И всё-таки в этом мире, порабощенном законами существования, оказывается, существует жизнь… Как в случае с памятником, лишенным физически-живого тела, но наделенным волей и духом, так же действительно возвращается к жизни из небытия маркиз де Рольбон, о котором пишет герой: «Маркиз де Рольбон был моим союзником: он нуждался во мне, чтобы существовать, я -- в нем, чтобы не чувствовать своего
существования. Мое дело было поставлять сырье, то самое сырье,
которое мне надо было сбыть, с которым я не знал, что делать, а
именно существование, МОЕ существование. Его дело было
воплощать. Все время маяча передо мной, он завладел моей
жизнью, чтобы ВОПЛОТИТЬ через меня свою. И я переставал
замечать, что существую, я существовал уже не в своем обличье,
а в обличье маркиза.

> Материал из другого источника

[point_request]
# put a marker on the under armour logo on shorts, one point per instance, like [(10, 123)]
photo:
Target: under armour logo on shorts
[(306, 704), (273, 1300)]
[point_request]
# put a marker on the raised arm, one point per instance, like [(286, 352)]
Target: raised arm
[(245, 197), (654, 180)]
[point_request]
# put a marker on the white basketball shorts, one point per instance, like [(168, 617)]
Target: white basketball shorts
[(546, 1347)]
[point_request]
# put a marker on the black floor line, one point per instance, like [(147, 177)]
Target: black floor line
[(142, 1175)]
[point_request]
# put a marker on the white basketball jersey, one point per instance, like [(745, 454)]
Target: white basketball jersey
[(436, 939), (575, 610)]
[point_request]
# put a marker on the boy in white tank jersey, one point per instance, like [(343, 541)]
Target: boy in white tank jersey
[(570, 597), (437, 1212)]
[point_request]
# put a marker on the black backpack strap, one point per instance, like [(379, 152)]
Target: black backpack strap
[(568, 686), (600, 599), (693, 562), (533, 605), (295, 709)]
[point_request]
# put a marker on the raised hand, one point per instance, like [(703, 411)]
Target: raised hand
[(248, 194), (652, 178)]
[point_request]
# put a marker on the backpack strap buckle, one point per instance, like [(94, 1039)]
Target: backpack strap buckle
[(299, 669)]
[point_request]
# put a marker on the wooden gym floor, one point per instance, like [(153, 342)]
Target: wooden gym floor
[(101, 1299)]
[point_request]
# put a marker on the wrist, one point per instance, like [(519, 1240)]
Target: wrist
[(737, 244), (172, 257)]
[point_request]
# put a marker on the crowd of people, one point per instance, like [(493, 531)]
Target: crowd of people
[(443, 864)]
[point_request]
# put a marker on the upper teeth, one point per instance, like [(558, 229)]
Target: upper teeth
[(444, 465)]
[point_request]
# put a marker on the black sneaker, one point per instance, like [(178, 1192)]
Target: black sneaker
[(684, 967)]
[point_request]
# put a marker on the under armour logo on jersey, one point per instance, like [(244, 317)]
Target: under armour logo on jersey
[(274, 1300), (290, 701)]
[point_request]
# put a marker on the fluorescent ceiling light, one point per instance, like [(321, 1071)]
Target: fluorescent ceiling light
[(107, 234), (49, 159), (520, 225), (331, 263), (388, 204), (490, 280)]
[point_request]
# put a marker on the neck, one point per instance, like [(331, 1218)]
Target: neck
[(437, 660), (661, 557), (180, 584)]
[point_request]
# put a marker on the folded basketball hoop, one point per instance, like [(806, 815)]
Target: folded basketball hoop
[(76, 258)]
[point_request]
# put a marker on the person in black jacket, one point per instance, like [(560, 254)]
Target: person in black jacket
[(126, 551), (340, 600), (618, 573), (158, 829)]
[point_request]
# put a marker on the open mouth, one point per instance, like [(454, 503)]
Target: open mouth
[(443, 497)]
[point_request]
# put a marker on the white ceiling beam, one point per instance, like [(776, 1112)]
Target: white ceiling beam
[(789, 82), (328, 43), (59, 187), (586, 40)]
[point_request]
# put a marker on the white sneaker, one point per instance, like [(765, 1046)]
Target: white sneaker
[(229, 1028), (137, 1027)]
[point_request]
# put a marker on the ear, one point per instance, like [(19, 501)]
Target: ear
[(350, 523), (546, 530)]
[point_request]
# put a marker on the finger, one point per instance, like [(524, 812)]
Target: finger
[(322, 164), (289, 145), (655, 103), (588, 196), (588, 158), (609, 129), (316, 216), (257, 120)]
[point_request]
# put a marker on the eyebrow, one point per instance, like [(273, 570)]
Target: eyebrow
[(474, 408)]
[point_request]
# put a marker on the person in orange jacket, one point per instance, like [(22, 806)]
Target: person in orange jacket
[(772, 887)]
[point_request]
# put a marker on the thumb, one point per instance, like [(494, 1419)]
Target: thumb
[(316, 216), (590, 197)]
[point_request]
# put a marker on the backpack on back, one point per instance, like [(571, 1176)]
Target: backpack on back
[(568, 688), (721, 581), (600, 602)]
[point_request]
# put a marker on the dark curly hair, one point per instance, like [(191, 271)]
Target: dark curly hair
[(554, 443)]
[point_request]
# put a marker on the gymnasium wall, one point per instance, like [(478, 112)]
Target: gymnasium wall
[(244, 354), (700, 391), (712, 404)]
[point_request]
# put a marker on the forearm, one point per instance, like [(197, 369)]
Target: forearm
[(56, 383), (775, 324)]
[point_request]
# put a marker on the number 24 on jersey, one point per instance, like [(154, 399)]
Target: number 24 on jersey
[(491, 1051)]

Это ради него я ел, дышал, каждое мое
движение приобретало смысл вне меня -- вон, там, прямо передо
мной, в нем; я уже не видел своей руки, выводящей буквы на
бумаге, не видел даже написанной мной фразы -- где-то по ту
сторону бумаги, за ее пределами, я видел маркиза -- маркиз
потребовал от меня этого движения, это движение продлевало,
упрочивало его существование. Я был всего лишь способом вызвать
его к жизни, он -- оправданием моего существования, он избавлял
меня от самого себя»…
Физическое существование, таким образом, не равняется жизни. Телесность, скорее, является необходимым элементом смерти, которое существование привносит в жизнь, позволяя жизни духа получить воплощение. Не случайно, даже обретая на какие-то мгновения «облегчение» от давящего существования, герой осознает невозможность освободиться от тел, плоти, «вещей» полностью: «Вдруг возникает низкий хриплый голос, и мир исчезает, мир существований исчезает. Этот голос принадлежал женщине из плоти. <…> Женщина? Полноте! Она существовала тоже, как я, как Рольбон, я не хочу ее знать. Но есть это. Про это нельзя сказать: оно существует. Крутящаяся пластинка существует, воздух, пронзенный вибрирующим голосом, существует; голос, оставивший след на пластинке, существовал. Я, слушатель, существую. Все заполнено, повсюду существование, плотное, тяжелое, мягкое. Но по ту сторону всей этой мягкости, недосягаемая, совсем рядом и, увы, так далеко молодая,
безжалостная и безмятежная -- эта... эта четкость».